Jonquière finished practising as a family doctor, and was heavily involved in the implementation of legal assisted dying in the Netherlands in 2002. Since his retirement, he works in a voluntary capacity as the executive director of the World Federation of Right to Die Societies. I asked Jonquière if he thought that, 17 years on, the Dutch legislation needed to be updated.
“It doesn’t need to change, because it covers practically all problems,” he said. “The emphasis is on terminating hopeless suffering, not terminating life. Psychological situations like early dementia and other conditions all already fit into our law.”
Jonquière noted that in Victoria, Australia, and with a new bill in New Zealand, more and more criteria were being added to the proposed laws in a bid to subdue opposition. “In ten years, people will want to expand those conditional laws,” he said.
The sense of the World Federation of Right to Die Societies is that, in Ireland, Catholic Church opposition will be a problem.
“There will be fierce opposition not on principle, but on religious grounds,” said Jonquière. “Catholic politicians, in the end, say no.”
The political appetite for legislation in Ireland is difficult to detect. This reporter’s queries to the majority of party press offices on the subject for the purposes of this article went unanswered. Advocates to whom I spoke encouraged contact with more minor left-wing parties, like People Before Profit. But even that party was just “working on a position internally”, it said.
“Once we get that position, it will be presented to the membership of the party to agree on it,” said one of its councillors, Madeleine Johansson. “Sometimes, mainstream parties don’t tackle issues they think of as divisive. Smaller parties like ourselves pushed the Eighth to the front, we were always clear on our position on that.”
Johansson said she thought the “political establishment” was slow to reflect societal change.
“Changing views on abortion had been going on for a long time, but the campaign afforded the space to talk about it,” she said. “Some people found their opinion slowly changing over its course.”
Graphic detail
In 1975, at the behest of his terminally ill wife Jean, an English journalist named Derek Humphry made her a mug of coffee that contained a fatal quantity of Seconal. She drank it and died at home in his company. She was 42.
Humphry later founded the Hemlock Association, an organisation central to the beginning of the right-to-die movement in the US. Membership of Hemlock (since dissolved) rose to almost 50,000 by the early 1990s.
Humphry, once described by The New York Times as “a man of restrained but not humourless mien”, has for years supported assisted suicide for the dying in a manner that is tenacious and scattershot, sometimes isolating less hardline supporters. The level of graphic detail contained in his 1991 book Final Exit affronted many medical ethicists.
Inquiries to Humphry’s websites notwithstanding, I was surprised to see the 88-year-old’s name appear in my inbox one evening.
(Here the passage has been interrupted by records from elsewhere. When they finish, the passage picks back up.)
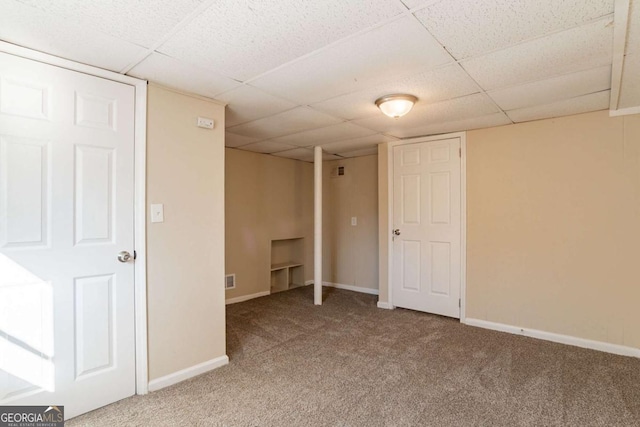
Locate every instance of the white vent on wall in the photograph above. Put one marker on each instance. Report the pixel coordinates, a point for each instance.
(230, 281)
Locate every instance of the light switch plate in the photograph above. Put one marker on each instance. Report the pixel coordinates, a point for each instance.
(157, 212)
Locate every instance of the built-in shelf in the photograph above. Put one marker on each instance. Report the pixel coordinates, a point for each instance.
(282, 265)
(287, 269)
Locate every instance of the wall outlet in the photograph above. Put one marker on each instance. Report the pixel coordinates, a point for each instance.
(205, 123)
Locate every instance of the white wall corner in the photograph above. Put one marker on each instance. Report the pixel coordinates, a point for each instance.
(185, 374)
(557, 338)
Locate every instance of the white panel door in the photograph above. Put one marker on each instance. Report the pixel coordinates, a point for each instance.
(66, 210)
(427, 227)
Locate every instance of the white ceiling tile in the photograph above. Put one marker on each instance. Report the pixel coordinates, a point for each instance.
(553, 89)
(356, 144)
(489, 120)
(233, 140)
(304, 154)
(411, 4)
(246, 103)
(286, 123)
(244, 38)
(142, 22)
(327, 134)
(455, 109)
(633, 28)
(581, 104)
(177, 74)
(392, 51)
(267, 147)
(471, 28)
(430, 86)
(33, 28)
(360, 153)
(588, 46)
(630, 86)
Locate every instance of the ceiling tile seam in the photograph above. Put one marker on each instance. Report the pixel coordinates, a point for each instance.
(265, 117)
(620, 32)
(285, 111)
(555, 102)
(453, 58)
(551, 33)
(425, 5)
(551, 77)
(307, 130)
(330, 45)
(289, 134)
(65, 16)
(390, 80)
(179, 26)
(394, 79)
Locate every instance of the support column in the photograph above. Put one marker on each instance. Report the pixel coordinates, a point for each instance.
(317, 226)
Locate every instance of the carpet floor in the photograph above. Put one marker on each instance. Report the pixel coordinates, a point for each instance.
(348, 363)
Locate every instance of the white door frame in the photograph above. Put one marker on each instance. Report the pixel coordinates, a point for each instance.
(140, 221)
(463, 212)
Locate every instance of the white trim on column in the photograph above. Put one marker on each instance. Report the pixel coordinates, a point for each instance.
(621, 20)
(463, 213)
(140, 141)
(559, 338)
(317, 225)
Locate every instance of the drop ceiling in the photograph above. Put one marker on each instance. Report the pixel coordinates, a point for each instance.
(297, 74)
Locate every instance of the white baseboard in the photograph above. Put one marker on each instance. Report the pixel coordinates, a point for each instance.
(185, 374)
(246, 297)
(351, 288)
(559, 338)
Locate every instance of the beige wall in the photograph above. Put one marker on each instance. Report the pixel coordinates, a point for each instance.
(185, 265)
(267, 197)
(553, 226)
(350, 253)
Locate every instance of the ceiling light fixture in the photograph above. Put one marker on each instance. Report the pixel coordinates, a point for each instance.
(396, 105)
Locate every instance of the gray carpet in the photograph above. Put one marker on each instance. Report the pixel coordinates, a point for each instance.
(349, 363)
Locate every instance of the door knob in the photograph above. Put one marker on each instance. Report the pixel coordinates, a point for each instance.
(124, 256)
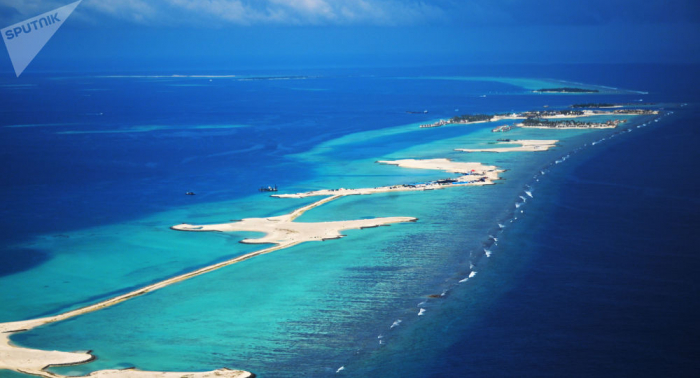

His reply offered only a list of relevant websites and the nations that had legalised assisted dying.
I immediately sent a response from my phone: “Thanks, Derek. Do you think Ireland is capable of legalising in the short to medium term?”
Humphry replied — from his own phone – in a fashion so simple as to make two weeks’ worth of reporting seem like a waste of time.
“Public opinion in all developed countries is swinging toward improved human rights,” he wrote. “The signs are that Ireland is moving towards allowing doctor-assisted suicide – of course surrounded by a body of safeguards against misuse.”